Although our study showed excellent agreement between CBs and corresponding histological specimens (weighted kappa, 0.818), there were 12 discrepant cases. The IHC results of CBs in these 12 discrepant cases were HER2 intermediate (2+) or HER2 negative (0 or 1+). There were no discrepant cases among the HER2 positive results (3+).

The HER2 DISH assay was used to confirm the results in the cases where HER2 expression was intermediate on CBs but negative on histological sections. Eight of 10 cases were not amplified by HER2 DISH in both histological specimens and CBs. These eight cases should therefore be categorized as negative. One case that was unamplified on the histological section but was amplified on the CB section should be categorized as an unamplified case because the discrepancy was caused by the weakness of the CEP17 signals on the CB section. The cause of discrepancy of the other one case was thought to be caused by the distribution of amplified cells. Therefore, these cases with intermediate HER2 expression by IHC staining on CBs but negative expression on histological specimens should be defined as HER2 negative cases, except in one case observed as “equivocal” in the histological specimen but as “amplified” in the CB by DISH assay.

There were two cases showing HER2 negative on CB but HER2 intermediate on the histological section.

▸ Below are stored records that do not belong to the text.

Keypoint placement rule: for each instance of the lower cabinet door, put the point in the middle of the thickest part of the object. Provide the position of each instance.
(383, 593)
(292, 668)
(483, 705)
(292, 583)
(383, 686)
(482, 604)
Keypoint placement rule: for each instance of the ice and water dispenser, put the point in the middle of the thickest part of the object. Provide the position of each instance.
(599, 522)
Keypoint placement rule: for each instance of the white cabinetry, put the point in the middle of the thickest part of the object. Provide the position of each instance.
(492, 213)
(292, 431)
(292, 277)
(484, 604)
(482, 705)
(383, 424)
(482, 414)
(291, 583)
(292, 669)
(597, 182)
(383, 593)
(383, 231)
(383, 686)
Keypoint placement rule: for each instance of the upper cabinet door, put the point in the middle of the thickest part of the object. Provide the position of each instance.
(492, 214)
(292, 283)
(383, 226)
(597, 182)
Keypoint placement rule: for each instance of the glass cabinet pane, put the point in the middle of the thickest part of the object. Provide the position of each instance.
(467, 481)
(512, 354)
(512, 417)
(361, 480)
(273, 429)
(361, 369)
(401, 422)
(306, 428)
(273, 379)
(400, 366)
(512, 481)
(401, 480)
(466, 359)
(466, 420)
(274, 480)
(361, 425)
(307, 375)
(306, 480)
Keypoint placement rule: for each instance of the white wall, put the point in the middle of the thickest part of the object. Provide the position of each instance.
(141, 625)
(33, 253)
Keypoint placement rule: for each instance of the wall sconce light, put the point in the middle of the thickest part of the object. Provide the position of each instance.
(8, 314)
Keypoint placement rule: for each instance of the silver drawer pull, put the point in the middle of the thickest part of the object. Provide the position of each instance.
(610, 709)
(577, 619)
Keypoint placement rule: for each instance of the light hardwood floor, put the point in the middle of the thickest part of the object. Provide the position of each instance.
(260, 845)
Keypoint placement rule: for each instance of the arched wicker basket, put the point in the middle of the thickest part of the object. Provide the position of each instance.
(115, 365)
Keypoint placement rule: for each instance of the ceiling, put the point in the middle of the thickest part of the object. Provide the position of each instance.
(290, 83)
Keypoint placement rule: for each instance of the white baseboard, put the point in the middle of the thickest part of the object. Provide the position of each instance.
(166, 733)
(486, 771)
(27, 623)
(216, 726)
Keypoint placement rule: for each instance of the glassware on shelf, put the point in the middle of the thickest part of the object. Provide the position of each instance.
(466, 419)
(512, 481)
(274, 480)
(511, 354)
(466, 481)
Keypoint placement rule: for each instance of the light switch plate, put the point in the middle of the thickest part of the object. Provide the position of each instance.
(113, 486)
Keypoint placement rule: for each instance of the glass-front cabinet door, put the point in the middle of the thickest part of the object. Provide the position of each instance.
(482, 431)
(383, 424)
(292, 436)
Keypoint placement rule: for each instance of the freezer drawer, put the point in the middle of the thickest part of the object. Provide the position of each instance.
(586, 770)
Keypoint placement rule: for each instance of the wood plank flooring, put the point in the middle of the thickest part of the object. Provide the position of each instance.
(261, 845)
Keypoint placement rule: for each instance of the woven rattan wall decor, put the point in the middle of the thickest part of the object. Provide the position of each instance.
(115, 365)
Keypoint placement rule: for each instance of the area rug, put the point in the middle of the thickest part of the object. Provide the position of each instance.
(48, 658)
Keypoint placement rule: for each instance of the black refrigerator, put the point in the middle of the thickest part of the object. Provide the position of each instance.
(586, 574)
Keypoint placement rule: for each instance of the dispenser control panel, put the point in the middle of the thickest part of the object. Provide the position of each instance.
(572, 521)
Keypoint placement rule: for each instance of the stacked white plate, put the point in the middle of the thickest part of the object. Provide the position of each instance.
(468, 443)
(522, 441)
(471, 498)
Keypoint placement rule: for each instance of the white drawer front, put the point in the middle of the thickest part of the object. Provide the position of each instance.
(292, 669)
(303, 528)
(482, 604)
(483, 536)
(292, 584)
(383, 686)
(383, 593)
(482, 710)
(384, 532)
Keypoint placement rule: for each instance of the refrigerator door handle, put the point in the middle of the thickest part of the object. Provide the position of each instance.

One of these cases should be categorized as a HER2 negative case because it was not amplified by HER2 DISH in both the histological specimen and the CB section. The cause of discrepancy of the other case was that the background signals seen on the histological section led to miscounting of the real HER2 signal. Therefore, these cases showing HER2 negative in CBs and HER2 intermediate in histological specimens should be categorized as HER2 negative cases.

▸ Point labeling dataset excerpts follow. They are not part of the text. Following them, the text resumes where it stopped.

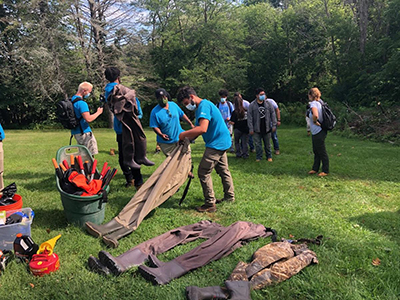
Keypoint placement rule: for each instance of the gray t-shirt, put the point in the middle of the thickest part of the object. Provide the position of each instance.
(315, 129)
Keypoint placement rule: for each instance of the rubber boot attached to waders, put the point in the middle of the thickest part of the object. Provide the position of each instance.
(111, 239)
(101, 230)
(210, 292)
(238, 290)
(118, 265)
(140, 153)
(267, 255)
(96, 266)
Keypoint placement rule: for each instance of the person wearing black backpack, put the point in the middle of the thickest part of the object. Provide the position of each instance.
(83, 133)
(318, 134)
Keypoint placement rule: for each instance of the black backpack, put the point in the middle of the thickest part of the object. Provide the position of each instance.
(329, 119)
(66, 115)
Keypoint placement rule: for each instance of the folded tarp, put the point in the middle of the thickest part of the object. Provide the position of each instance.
(162, 184)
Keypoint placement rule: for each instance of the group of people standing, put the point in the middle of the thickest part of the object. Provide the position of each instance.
(251, 124)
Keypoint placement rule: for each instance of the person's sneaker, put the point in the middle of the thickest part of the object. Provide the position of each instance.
(223, 200)
(206, 208)
(130, 183)
(322, 174)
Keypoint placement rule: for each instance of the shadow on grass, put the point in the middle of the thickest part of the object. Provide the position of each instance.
(386, 223)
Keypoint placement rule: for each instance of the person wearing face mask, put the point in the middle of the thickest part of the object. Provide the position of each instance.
(83, 133)
(133, 176)
(211, 125)
(226, 108)
(165, 120)
(261, 119)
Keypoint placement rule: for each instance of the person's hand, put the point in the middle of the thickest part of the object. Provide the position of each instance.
(317, 123)
(165, 136)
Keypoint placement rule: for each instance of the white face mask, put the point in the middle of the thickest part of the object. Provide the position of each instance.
(191, 106)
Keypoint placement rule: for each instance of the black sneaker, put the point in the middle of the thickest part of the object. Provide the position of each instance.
(223, 200)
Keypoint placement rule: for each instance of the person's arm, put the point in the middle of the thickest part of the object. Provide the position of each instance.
(187, 120)
(315, 116)
(233, 118)
(90, 118)
(278, 116)
(159, 133)
(140, 112)
(193, 133)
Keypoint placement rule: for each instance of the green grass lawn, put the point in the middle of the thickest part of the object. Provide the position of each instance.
(356, 209)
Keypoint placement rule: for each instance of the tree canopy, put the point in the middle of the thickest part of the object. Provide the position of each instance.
(349, 49)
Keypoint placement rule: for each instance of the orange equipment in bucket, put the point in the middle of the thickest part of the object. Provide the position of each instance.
(45, 261)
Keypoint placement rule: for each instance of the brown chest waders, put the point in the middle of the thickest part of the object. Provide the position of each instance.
(221, 245)
(157, 245)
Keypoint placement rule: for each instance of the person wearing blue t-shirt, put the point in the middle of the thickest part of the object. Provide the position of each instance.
(165, 121)
(318, 134)
(83, 133)
(2, 136)
(133, 176)
(211, 125)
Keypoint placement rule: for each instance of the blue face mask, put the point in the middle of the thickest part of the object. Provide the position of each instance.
(191, 106)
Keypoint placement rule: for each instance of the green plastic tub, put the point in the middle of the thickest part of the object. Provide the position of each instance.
(78, 210)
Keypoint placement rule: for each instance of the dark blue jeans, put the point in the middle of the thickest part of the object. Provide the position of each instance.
(265, 138)
(319, 150)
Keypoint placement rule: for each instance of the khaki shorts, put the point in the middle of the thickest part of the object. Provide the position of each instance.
(88, 140)
(167, 148)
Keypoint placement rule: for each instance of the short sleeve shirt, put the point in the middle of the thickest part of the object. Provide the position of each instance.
(80, 107)
(217, 135)
(315, 129)
(168, 121)
(226, 110)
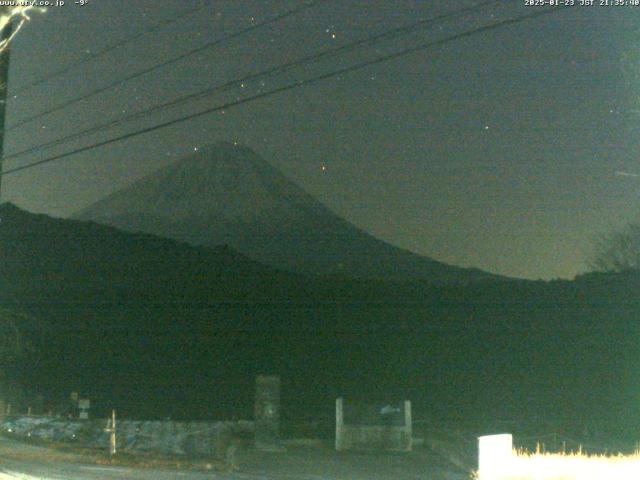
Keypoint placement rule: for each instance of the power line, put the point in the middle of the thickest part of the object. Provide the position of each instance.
(108, 49)
(292, 86)
(171, 61)
(273, 70)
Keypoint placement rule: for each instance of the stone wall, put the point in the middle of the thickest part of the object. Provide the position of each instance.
(194, 439)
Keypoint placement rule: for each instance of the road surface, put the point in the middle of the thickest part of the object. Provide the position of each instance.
(28, 462)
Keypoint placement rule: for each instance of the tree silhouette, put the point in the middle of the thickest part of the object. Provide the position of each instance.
(618, 251)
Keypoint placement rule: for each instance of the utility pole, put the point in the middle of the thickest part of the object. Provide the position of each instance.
(4, 86)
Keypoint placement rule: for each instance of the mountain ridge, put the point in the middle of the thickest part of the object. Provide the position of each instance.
(227, 194)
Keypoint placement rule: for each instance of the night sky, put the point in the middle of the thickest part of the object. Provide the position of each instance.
(508, 150)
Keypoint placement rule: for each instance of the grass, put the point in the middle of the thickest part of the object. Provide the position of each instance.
(567, 466)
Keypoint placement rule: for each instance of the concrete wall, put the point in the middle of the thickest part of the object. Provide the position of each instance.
(373, 437)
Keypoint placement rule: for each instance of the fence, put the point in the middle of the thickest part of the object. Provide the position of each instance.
(164, 437)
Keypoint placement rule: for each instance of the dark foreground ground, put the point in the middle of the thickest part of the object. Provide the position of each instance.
(300, 462)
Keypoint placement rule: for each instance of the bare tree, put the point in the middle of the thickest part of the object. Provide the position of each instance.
(618, 251)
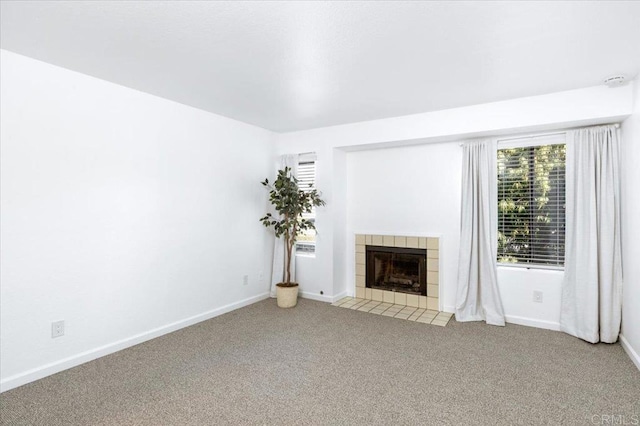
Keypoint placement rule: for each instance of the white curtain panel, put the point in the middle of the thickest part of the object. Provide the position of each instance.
(592, 289)
(278, 268)
(478, 297)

Two cases were not used because of low numbers of cells on the CB slides. The reason of eliminating these cases is to use good quality samples for the data evaluation. The cellularity of these CBs was around 100. The IHC staining of these slides was evaluable. Therefore, 100 cells on a slide are enough amount of cells to be evaluable.

In summary, IHC staining of HER2 from breast cancer biopsies can be performed in CBs in the same way as that in histological specimens, although the number of equivocal cases in CBs may be more than that in histological specimens.